Elizabeth Stack, the executive director of the Irish American Heritage Museum, told the Times Union that the chalice is "important to the Irish story."
"A lot of these objects were lost during the Reformation. To be able to display one in America is very exciting," Stack said.
"Even though this is a very simple chalice, it is a great example of the craftsmanship that existed in Ireland in the time. It shows the determination of Irish Catholicism to survive despite the brutality of the monasteries and the Reformation."
The chalice dates back to 1480 and is one of the few surviving chalices from the era, the museum said.
The chalice, which will remain in the Irish American Heritage Museum until the end of May before being moved on to several other institutions, will be featured during the online lecture "Monastic Life in Pre-Reformation Ireland" with Dr.
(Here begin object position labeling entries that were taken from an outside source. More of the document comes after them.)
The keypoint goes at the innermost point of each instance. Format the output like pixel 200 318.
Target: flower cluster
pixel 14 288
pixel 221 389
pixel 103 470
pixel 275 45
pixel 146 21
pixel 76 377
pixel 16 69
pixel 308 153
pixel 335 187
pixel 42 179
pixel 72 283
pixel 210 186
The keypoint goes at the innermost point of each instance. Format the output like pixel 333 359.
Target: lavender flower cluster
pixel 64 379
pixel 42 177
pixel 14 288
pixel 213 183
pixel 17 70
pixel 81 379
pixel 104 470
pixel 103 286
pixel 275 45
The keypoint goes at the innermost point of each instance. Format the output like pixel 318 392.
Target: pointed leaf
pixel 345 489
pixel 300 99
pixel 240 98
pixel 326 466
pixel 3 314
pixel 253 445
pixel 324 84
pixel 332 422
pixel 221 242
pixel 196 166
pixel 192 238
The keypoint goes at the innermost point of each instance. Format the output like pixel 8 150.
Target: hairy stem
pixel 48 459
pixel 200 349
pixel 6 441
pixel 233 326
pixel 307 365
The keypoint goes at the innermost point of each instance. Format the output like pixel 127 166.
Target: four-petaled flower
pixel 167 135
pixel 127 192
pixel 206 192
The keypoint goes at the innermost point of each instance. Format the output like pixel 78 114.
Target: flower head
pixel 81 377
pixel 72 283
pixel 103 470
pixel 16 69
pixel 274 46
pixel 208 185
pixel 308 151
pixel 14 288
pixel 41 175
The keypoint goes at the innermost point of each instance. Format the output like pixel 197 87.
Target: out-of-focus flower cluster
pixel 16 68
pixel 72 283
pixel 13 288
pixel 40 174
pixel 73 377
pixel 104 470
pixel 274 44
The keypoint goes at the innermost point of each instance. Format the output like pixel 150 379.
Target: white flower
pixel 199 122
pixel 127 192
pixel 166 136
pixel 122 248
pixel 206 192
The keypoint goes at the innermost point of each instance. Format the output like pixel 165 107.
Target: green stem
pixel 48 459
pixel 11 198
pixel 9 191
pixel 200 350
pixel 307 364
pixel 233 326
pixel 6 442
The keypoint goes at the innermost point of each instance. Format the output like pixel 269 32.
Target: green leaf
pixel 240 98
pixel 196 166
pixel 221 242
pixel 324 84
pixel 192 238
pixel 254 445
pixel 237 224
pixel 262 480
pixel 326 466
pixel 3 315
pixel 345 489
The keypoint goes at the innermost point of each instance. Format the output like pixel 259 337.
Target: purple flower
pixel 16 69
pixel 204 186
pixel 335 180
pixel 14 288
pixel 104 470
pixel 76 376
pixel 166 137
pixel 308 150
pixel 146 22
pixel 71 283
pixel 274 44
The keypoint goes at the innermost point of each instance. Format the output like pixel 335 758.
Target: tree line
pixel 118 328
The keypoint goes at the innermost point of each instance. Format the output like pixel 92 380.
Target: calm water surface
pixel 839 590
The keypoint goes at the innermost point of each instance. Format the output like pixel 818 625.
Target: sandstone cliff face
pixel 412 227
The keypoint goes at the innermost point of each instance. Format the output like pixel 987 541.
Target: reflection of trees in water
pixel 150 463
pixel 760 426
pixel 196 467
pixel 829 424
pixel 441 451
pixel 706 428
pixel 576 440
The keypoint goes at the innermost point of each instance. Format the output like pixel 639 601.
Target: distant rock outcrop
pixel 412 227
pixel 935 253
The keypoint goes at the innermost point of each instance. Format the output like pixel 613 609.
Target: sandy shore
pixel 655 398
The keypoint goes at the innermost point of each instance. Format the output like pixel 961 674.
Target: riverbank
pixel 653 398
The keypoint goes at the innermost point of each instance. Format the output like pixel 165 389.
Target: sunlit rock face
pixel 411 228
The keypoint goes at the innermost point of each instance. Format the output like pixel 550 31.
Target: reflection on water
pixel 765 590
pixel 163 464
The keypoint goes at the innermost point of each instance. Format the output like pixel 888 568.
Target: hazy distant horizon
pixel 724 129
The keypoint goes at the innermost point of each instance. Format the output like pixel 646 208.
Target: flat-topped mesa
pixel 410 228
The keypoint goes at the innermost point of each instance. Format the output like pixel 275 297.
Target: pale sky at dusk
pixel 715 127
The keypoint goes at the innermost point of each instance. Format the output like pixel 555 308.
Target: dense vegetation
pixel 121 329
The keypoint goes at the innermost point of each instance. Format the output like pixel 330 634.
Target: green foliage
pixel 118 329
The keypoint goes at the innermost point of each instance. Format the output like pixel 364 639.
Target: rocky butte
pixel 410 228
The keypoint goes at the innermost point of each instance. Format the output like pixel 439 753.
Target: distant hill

Małgorzata Krasnodębska-D'Aughton, Senior Lecturer at the School of History in University College Cork, on April 26.
It is not the only Irish chalice with a connection to the US.
Last year, a 400-year-old Irish chalice was returned to Leitrim after being discovered in Cincinnati in 2017,
The Muintir Eolais Chalice, which has been described as the "wandering symbol of Irish faith", was given to the Jamestown Franciscan Friary in south County Leitrim in 1644.
Jamestown fell to Cromwellian forces less than 10 years later on March 19, 1653, and the religious order was ordered to leave the county.
However, the priests took to the woods and mountains to perform mass in secret during Oliver Cromwell's invasion, taking the chalice with them.
It is not known how the chalice ended up in the US, but it is believed that the Franciscans brought it to Santa Fe or Albuquerque in the years after the Irish Famine.
The chalice was later discovered in the Mount Saint Joseph convent of the Sisters of Charity in Cincinnati, Ohio.